Des étudiants ont forcé le ministère de l'Enseignement supérieur pour crier leur désespoir

Pour lutter contre la précarité étudiante, Anas K. (22 ans) s'était immolé par le feu vendredi dernier devant le CROUS (centre régional des oeuvres universitaires et scolaires) de Lyon. Brûlé à 90%, il serait toujours "entre la vie et la mort", comme l'a relayé Le Progrès.

Les chiffres alarmants de la précarité étudiante

Il faut dire que les chiffres sur les étudiants français touchés par la pauvreté font froid dans le dos.
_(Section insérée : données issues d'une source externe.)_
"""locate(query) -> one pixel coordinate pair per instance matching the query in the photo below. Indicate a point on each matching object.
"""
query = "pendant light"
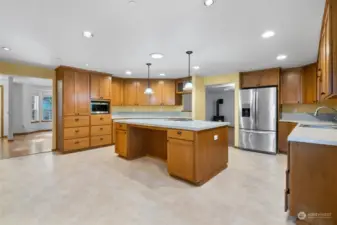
(148, 90)
(188, 85)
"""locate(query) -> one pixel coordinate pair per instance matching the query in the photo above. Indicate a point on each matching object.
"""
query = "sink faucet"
(325, 107)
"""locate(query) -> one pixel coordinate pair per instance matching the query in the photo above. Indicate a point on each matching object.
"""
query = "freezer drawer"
(264, 141)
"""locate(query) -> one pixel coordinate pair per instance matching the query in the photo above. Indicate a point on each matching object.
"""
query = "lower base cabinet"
(180, 158)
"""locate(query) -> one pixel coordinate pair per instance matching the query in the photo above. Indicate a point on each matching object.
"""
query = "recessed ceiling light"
(6, 48)
(157, 55)
(209, 2)
(268, 34)
(132, 3)
(281, 57)
(88, 34)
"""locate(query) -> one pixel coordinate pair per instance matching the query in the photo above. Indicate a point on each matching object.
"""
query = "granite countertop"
(312, 135)
(194, 125)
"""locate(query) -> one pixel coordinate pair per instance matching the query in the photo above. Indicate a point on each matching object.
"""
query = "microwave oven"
(100, 107)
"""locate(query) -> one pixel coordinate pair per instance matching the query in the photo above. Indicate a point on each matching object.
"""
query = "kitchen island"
(195, 151)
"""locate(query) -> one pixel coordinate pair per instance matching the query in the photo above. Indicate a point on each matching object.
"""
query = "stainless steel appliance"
(100, 107)
(258, 119)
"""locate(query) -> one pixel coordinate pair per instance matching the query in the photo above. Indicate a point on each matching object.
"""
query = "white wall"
(22, 107)
(226, 109)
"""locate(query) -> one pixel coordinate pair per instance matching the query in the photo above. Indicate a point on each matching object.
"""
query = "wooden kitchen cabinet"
(134, 92)
(100, 86)
(121, 143)
(260, 78)
(117, 87)
(284, 129)
(164, 92)
(291, 86)
(180, 158)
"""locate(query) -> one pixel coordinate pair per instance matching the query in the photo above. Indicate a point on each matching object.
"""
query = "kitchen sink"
(334, 127)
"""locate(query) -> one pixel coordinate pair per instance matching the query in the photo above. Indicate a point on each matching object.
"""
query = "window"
(47, 108)
(35, 108)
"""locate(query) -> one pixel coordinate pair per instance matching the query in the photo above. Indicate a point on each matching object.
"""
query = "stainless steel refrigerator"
(258, 119)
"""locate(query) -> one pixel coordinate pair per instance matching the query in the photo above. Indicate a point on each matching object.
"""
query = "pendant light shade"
(148, 90)
(188, 85)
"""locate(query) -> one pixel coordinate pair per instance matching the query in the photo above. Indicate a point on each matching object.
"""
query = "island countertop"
(193, 125)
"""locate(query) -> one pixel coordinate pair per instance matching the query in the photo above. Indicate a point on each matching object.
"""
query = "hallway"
(26, 145)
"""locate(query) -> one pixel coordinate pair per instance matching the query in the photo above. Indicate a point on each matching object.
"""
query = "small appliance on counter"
(217, 117)
(100, 107)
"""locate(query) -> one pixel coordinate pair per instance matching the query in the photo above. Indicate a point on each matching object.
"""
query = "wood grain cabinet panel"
(100, 140)
(291, 89)
(121, 143)
(116, 95)
(76, 121)
(168, 92)
(100, 119)
(82, 93)
(69, 93)
(181, 134)
(100, 130)
(76, 132)
(180, 158)
(76, 144)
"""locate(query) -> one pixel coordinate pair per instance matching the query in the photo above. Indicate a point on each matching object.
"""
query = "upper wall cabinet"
(117, 88)
(100, 86)
(261, 78)
(75, 93)
(327, 53)
(291, 91)
(164, 92)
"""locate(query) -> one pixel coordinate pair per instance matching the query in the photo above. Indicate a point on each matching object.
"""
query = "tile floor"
(26, 145)
(97, 187)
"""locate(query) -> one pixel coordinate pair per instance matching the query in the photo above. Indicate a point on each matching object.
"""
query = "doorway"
(220, 104)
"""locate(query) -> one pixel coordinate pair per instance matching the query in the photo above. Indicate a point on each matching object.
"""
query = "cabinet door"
(95, 86)
(157, 87)
(121, 143)
(130, 92)
(309, 87)
(169, 92)
(69, 93)
(180, 158)
(82, 98)
(142, 99)
(105, 86)
(291, 86)
(116, 92)
(250, 80)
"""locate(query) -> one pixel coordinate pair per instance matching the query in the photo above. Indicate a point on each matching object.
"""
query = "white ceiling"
(29, 80)
(225, 37)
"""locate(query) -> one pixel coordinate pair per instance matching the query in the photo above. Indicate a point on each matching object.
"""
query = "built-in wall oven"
(100, 107)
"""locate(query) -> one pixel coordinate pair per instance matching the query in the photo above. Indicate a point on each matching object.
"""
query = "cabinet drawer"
(76, 132)
(75, 144)
(100, 130)
(121, 126)
(101, 140)
(76, 121)
(181, 134)
(100, 119)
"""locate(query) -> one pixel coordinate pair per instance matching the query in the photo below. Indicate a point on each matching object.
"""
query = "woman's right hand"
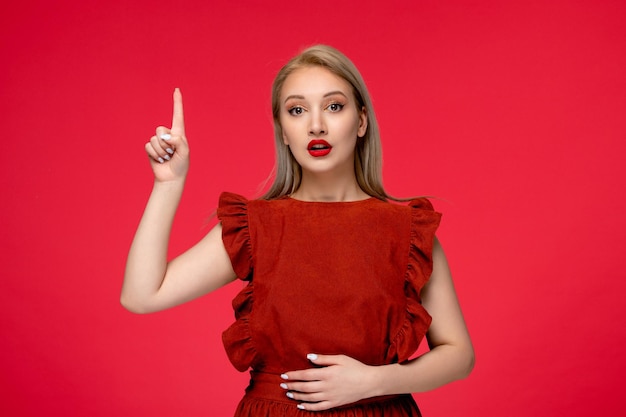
(168, 149)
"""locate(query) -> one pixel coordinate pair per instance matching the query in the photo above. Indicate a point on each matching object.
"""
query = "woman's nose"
(317, 126)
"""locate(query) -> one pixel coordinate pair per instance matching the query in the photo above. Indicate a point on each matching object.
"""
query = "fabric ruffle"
(233, 214)
(424, 223)
(232, 211)
(403, 406)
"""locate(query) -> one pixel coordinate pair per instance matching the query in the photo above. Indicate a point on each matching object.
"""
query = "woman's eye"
(335, 107)
(296, 111)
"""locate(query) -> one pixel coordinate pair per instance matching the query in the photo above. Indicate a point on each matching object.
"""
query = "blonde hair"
(368, 152)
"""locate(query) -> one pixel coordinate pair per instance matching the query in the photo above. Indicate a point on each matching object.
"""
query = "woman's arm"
(150, 282)
(344, 380)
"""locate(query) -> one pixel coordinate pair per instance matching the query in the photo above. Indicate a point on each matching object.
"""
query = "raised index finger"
(178, 121)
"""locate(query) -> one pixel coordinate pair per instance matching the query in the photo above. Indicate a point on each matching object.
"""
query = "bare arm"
(344, 380)
(150, 282)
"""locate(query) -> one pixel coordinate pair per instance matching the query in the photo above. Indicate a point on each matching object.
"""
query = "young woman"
(343, 283)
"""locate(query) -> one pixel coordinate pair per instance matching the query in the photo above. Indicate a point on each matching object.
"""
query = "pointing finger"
(178, 121)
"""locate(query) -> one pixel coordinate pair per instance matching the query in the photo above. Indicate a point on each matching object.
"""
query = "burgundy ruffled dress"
(328, 278)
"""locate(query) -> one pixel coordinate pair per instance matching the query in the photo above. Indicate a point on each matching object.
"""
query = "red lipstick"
(319, 147)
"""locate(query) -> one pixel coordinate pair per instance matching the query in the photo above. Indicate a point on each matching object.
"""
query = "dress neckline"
(287, 197)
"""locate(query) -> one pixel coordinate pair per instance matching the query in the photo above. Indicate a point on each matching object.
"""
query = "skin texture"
(316, 105)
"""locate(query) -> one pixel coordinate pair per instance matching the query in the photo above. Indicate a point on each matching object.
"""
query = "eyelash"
(298, 110)
(292, 110)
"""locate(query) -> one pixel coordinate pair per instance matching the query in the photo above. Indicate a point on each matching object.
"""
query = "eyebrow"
(299, 97)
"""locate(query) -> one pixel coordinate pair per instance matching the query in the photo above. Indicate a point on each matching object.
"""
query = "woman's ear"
(362, 122)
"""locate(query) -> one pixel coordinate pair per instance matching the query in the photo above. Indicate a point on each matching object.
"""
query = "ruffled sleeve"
(424, 223)
(233, 213)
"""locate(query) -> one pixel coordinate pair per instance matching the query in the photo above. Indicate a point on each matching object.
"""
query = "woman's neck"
(329, 188)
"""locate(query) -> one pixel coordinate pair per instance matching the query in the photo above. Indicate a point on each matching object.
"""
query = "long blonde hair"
(368, 152)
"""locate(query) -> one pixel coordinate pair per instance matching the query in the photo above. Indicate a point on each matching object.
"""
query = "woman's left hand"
(341, 380)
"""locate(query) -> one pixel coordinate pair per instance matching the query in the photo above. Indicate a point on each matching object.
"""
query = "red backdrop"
(512, 113)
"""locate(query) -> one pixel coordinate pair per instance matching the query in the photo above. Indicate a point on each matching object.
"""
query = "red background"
(512, 113)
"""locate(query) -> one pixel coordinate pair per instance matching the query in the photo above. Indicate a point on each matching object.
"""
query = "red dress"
(328, 278)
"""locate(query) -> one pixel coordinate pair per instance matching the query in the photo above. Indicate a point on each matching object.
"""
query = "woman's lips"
(319, 147)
Interrogée par France Info, Orlane François, présidente de la Fédération des associations générales étudiante (Fage), a indiqué que "20% des étudiants en France vivent sous le seuil de pauvreté". Cela représente donc 1 étudiant sur 5, ce qui est énorme.

D'après une enquête de L'Observatoire de la vie étudiante, seuls "45% des étudiants ont déclaré avoir assez d'argent pour couvrir leurs besoins mensuels" et 30% des étudiants ont avoué avoir été "au moins une fois à découvert sur leur compte en banque". "On est nombreux à se sentir en situation de précarité avec des aides qui ne sont pas accessibles à tous ceux qui en ont besoin" a de son côté affirmé à l'AFP Bérangère Poncet, présidente de l'association des étudiants de Paris.

Suite à l'immolation par le feu de l'étudiant à Lyon et suite à cette précarité à laquelle ils sont confrontés tous les jours, des étudiants ont donc manifesté leur solidarité devant le CROUS de Paris ce mardi 12 novembre 2019.

Puis, la manifestation sans "cortège déclaré" s'est dirigée vers le ministère de l'Enseignement supérieur, où plusieurs manifestants ont forcé les grilles de l'établissement. Dans les vidéos postées sur Twitter par des journalistes présents sur place, on peut entendre les étudiants scander "Vidal, démission" ou encore "le Crous assassine, la précarité tue".

Dans un communiqué de presse notamment rapporté par Le Figaro, la ministre de l'Enseignement supérieur Frédérique Vidal a confirmé que "l'une des portes d'entrée a été enfoncée, donnant ainsi lieu à une brève intrusion".

"Les appels à la violence et les menaces de mort sont inadmissibles"

Dans ce même document, Frédérique Vidal a également assuré qu'elle "condamne fermement les violences et les dégradations ayant eu lieu en marge des rassemblements" d'hier. "Le geste tragique commis par un jeune homme vendredi dernier suscite une émotion légitime, mais la violence ne peut pas avoir de place à l'université" a-t-elle déclaré, ajoutant que "les appels à la violence et les menaces de mort adressés aux responsables des CROUS qui se sont multipliés tout au long de la journée sont inadmissibles".

Il en est de même concernant "l'intrusion de manifestants dans un amphithéâtre de l'Université Lille II" qui a "entraîné l'annulation de la conférence que devait y tenir François Hollande". La femme politique a rappelé que "l'université doit rester un lieu d'ouverture, de débat et de tolérance". Par conséquent, "il est inconcevable que la venue d'un ancien Président de la République puisse être empêchée au sein de l'espace universitaire, par l'action violente de quelques-uns".

La ministre de l'Enseignement supérieur a aussi souligné qu'en "parallèle de l'enquête ouverte par le procureur de la République", elle a "saisi l'Inspection Générale de l'Education, du Sport et de la Recherche pour que toute la lumière soit faite sur les circonstances du drame". Le secrétaire d'État à l'Intérieur Laurent Nuñez a également condamné "des faits qui sont totalement inacceptables" même s'il comprend "l'émotion légitime".